Sixth assembly Zv6 of the zebrafish genome released

General information

The assembly comprises a total sequence length of 1,626,077,335 bp in 6,653 fragments. This assembly has been tied to the FPC map (data freeze 12th March 2006) which provides a tiling path of sequenced clones. 1.02 Gb of sequence from 7,615 sequenced clones (5,994 finished and 1,621 unfinished) were taken as a scaffold that was completed with contigs from a whole genome shotgun (WGS) assembly (see details below). This integration of clone sequences and WGS contigs is based on a mixed strategy that considers sequence alignments and the placement of BAC ends and features such as zebrafish cDNAs and markers.

In this release the integration algorithm has been updated to allow the placement of WGS contigs that contain markers but couldn't be linked to the FPC contigs. Information from markers has also been used to detect misjoins in the WGS supercontigs reducing the conflicts with the marker panels. There are cases where markers from different chromosomes appear in a single WGS contig or sequenced clone; in these situations priority has been given to the genetic panels HS and MGH. Some of these cases can be due to misassemblies but, in particular for sequenced clones, it suggests inconsistencies between the marker panels.

The sequences that are based on FPC contigs or are linked to chromosomes via markers are named Zv6_scaffold followed by a number. The WGS contigs that could not be placed onto chromosomes were named Zv6_NA followed by a number. According to the agreement reached at the European Zebrafish Meeting in Paris, 2003, we translated linkage group numbers directly into chromosome numbers (e.g. linkage group 1 = chromosome 1).

Please note:

This is still a *preliminary* assembly and there are a number of points to remember. The regions of the assembly covered by WGS contigs are of lower quality. In general regions which are highly variable do not form clusters since they are quite likely from different haplotypes. This also affects the generation of the physical map resulting in assembly dropouts and false duplications. In this assembly special attention has been paid to these issues. This is reflected in the drop in the number of scaffolds, in particular for regions not attached to chromosomes.

Resources

A pre-ensembl database built on the Zv6 assembly featuring the sequence and raw computes is now available.

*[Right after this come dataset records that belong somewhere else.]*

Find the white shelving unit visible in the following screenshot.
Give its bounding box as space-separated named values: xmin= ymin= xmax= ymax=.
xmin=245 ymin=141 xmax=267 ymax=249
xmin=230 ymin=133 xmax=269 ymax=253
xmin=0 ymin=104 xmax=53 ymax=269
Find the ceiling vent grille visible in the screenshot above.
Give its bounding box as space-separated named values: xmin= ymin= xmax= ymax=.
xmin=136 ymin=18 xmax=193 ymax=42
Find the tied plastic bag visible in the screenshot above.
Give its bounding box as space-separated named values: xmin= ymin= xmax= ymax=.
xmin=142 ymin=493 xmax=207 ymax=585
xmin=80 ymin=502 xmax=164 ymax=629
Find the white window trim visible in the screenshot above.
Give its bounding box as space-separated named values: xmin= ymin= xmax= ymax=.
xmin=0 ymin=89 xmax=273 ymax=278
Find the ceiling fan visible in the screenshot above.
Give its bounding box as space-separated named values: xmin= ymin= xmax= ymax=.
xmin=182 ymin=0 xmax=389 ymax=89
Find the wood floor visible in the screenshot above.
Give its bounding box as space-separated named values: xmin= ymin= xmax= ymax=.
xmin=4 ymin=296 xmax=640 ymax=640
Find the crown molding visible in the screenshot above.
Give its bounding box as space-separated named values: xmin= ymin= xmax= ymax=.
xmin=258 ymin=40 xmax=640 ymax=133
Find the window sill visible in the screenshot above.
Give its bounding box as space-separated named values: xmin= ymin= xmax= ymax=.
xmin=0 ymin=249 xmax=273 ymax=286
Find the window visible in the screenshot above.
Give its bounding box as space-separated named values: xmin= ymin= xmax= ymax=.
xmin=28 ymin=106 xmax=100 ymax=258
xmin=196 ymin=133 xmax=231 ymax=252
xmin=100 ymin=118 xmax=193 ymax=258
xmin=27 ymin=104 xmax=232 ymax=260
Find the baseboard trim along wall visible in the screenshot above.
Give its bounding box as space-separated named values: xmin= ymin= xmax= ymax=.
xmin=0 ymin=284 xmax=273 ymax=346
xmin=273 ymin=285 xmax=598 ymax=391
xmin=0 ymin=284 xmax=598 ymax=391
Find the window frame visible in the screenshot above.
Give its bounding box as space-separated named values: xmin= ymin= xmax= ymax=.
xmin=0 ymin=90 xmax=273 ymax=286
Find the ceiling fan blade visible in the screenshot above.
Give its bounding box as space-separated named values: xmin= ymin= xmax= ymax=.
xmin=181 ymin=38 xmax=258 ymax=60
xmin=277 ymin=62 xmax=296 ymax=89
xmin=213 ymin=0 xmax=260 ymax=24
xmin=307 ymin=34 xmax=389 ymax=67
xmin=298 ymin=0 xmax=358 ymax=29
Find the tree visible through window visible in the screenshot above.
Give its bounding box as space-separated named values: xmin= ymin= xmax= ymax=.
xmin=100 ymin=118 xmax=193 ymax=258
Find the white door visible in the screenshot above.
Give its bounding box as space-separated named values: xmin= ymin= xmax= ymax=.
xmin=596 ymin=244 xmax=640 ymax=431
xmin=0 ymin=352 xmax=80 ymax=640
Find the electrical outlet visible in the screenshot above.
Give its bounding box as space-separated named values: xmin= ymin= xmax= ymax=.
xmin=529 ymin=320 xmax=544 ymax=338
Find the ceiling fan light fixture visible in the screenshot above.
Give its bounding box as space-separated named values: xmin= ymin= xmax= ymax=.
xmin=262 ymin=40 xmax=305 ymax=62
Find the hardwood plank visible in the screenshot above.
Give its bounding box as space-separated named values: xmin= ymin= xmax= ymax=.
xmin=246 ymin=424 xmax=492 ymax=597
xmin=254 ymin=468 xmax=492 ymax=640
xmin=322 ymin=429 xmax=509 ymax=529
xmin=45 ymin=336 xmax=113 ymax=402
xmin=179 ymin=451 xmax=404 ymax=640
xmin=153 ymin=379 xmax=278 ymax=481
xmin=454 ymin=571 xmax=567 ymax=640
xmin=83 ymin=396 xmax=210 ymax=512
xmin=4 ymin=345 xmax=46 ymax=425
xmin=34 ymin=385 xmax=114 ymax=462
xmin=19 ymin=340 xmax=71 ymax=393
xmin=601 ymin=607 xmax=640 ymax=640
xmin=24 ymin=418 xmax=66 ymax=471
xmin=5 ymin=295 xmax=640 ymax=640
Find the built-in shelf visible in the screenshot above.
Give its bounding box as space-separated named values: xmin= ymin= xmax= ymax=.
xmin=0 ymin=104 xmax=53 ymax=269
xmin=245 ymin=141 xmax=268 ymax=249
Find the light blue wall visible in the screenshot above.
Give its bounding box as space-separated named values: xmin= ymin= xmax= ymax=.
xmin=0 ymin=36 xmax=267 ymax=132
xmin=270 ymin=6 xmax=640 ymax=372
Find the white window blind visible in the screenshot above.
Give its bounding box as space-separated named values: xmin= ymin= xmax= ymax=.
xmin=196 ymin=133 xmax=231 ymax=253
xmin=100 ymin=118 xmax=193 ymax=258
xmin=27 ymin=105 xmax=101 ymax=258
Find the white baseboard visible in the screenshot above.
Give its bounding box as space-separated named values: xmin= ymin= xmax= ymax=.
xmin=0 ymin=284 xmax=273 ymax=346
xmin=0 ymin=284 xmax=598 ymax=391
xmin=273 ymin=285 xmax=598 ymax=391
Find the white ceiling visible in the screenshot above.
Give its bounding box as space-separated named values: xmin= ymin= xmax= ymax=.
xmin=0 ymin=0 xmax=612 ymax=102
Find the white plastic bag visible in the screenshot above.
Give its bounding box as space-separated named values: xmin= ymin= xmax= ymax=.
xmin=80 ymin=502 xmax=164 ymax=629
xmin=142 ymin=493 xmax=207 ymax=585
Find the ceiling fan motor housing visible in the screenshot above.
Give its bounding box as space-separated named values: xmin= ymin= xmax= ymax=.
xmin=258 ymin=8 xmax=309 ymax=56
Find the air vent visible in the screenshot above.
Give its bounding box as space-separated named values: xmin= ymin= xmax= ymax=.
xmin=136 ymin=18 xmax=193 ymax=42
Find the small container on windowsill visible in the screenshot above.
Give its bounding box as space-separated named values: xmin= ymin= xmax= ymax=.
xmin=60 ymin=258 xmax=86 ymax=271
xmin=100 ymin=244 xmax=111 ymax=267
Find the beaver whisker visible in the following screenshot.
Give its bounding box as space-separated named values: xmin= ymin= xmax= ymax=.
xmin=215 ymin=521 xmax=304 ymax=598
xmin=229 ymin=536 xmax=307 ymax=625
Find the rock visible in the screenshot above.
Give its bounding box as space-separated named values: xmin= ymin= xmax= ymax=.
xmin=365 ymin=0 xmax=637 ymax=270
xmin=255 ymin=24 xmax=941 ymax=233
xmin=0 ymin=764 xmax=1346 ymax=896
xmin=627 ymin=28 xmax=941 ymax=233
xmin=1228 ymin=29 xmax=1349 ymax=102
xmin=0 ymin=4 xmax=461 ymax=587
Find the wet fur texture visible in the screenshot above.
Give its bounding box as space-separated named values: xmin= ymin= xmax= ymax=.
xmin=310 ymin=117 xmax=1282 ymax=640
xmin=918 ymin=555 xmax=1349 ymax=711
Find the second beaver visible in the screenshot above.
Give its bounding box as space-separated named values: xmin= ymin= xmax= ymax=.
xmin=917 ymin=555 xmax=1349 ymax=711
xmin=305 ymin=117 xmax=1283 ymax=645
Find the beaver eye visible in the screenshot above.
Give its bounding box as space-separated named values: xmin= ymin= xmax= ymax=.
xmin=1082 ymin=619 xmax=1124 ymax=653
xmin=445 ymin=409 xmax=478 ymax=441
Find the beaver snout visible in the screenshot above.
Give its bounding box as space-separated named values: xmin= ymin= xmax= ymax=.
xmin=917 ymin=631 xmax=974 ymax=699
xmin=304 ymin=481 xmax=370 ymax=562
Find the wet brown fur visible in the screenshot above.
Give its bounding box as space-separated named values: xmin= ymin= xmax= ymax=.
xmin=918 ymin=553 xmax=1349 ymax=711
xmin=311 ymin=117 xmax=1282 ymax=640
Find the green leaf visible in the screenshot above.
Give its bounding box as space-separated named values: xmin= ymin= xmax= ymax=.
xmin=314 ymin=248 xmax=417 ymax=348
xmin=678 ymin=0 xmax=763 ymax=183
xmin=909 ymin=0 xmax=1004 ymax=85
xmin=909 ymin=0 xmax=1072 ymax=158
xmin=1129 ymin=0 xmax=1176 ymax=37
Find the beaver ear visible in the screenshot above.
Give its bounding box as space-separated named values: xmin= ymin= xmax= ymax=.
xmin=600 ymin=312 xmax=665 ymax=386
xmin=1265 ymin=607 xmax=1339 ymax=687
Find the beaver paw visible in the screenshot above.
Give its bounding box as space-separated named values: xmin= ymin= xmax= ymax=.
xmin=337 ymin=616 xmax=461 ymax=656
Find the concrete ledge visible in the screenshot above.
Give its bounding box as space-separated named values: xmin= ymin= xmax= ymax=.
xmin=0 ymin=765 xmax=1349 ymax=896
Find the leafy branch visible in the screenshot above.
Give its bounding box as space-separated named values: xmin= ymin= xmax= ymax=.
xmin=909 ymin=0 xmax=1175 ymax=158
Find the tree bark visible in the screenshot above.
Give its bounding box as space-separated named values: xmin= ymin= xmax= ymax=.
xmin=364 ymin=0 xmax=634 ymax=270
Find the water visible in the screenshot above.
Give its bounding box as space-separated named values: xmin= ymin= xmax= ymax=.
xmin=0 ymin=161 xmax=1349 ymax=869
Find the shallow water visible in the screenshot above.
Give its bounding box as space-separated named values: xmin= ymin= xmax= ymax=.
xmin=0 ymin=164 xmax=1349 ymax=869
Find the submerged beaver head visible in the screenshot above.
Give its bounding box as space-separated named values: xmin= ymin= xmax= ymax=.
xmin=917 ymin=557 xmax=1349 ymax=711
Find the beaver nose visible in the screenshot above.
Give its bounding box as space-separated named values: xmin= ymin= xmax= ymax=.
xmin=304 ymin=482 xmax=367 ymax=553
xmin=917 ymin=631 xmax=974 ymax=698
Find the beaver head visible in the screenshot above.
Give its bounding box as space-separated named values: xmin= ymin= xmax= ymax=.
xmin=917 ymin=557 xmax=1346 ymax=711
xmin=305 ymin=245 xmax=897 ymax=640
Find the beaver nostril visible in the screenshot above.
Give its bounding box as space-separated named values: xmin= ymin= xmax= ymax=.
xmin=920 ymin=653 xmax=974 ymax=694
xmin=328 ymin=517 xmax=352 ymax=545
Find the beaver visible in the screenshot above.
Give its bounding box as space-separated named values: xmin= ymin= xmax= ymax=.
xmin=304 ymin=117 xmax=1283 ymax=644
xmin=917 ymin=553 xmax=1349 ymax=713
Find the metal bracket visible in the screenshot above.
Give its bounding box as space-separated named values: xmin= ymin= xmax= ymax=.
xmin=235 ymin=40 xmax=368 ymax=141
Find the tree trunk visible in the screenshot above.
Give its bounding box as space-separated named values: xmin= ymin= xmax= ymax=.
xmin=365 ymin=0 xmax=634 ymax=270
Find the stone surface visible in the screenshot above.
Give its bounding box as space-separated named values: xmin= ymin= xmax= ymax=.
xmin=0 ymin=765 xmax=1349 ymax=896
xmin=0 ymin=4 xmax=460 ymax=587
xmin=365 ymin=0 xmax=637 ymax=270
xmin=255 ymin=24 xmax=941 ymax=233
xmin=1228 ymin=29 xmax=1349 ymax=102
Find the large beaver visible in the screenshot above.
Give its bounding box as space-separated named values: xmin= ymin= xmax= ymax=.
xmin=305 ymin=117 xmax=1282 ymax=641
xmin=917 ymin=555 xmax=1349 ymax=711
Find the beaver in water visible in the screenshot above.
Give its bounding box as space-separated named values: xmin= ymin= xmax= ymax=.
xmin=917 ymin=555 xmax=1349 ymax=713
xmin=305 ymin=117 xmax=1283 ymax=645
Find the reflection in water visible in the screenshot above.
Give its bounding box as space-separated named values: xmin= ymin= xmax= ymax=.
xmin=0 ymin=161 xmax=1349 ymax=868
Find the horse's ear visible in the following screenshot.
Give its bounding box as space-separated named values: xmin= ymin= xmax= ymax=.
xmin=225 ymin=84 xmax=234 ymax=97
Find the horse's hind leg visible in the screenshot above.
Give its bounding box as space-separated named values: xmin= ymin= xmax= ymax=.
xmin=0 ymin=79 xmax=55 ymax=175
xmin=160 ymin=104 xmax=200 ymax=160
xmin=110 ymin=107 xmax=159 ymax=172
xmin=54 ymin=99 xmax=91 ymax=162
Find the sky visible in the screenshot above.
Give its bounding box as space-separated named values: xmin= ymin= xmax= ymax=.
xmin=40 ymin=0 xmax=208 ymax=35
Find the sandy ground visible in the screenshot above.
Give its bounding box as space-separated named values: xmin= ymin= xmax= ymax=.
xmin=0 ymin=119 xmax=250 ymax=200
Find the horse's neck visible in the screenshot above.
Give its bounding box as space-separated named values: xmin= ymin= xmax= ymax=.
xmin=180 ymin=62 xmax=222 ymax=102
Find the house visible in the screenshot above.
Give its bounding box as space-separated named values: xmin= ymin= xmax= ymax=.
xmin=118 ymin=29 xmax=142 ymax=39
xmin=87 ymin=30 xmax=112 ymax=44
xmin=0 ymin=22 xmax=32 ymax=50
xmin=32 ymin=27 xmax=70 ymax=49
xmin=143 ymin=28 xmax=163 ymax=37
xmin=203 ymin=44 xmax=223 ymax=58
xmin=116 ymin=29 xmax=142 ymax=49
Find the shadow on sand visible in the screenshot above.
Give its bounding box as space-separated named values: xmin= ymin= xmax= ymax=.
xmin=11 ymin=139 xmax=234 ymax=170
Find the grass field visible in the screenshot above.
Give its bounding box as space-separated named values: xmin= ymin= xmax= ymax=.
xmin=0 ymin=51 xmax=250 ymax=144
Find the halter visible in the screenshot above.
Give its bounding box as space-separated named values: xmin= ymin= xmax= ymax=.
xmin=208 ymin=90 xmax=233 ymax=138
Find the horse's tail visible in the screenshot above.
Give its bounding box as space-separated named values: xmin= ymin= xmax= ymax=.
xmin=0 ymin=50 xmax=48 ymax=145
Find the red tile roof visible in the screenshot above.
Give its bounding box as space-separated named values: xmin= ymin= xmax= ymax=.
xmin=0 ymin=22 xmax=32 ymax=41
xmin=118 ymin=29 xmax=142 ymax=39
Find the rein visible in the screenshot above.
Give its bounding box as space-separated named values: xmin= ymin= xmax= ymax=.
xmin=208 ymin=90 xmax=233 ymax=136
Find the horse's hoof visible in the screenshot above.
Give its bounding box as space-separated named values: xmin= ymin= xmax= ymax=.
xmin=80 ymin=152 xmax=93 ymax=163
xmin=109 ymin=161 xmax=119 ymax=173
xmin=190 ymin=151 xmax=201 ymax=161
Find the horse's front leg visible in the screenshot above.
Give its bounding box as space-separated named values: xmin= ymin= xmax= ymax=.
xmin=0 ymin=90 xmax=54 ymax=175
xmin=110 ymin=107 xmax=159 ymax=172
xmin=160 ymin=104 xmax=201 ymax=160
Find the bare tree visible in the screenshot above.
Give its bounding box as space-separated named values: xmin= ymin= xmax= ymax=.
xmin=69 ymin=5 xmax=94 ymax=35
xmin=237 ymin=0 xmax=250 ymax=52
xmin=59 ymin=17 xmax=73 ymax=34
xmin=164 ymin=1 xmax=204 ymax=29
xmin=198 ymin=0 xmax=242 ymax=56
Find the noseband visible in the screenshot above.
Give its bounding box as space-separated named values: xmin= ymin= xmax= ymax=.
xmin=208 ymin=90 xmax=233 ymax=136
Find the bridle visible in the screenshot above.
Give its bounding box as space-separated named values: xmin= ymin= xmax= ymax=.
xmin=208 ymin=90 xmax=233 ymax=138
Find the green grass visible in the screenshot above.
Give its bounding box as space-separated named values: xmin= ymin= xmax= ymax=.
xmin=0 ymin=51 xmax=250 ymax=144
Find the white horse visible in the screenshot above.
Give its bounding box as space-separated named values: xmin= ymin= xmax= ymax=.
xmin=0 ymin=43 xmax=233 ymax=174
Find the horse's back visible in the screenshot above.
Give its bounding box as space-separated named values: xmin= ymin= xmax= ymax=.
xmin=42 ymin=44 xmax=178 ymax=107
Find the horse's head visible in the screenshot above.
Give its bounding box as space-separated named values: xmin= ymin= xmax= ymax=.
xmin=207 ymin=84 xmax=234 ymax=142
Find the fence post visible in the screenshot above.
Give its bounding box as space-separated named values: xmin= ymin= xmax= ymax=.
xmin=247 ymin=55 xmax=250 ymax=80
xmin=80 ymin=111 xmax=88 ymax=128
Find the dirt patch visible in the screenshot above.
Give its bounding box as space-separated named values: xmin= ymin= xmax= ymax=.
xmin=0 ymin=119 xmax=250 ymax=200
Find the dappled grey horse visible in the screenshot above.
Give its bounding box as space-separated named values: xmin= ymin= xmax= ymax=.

The assembly can be searched using BLAST or SSAHA2. Single contigs of your interest can be downloaded using the Export Data option.

The whole assembly can be downloaded from ftp://ftp.ensembl.org/pub/assembly/zebrafish/Zv6release

Assembly Statistics

The WGS assembly used to fill the gaps in the tiling path is the same as used for Zv5. It is based on 20,541,433 reads comprising 14,160,626,498 bp with a coverage of 6.5-7x. This set includes 6,882,050 reads from a library generated from a single Tuebingen, doubled haploid zebrafish. In order to increase continuity of contigs in the finished or near finished regions, we shredded 1,366,419 reads from finished clones in the tiling path. From this set 18,969,500 reads were finally placed in the assembly. Phusion was used to cluster the reads and phrap was used for consensus generation. This resulted in 247,928 contigs with an N50 size of 20,629 bp. Contigs are joined in supercontigs based on read-pair information where the sizes of gaps are estimated using insert sizes of different lengths. Small supercontigs with less than 3 reads or smaller than 0.5 kb were rejected. There are 105,987 supercontigs in the WGS assembly with an N50 size of 687,451 bp.

The integration of the WGS assembly with the clone sequences results in the Zv6 assembly (bp measures include estimated gap sizes):

Total bases = 1,626,077,335 bp

Scaffolds = 6,653

Largest = 9,115,136

N50 = 1,247,221, n = 327

1,547,299,723 bp in scaffolds placed on chromosomes 1-25 (includes 100 bp gaps between scaffolds).

15,986,232 in 68 scaffolds tied to unplaced FPC contigs.

63,164,280 bp in 2,898 NA scaffolds.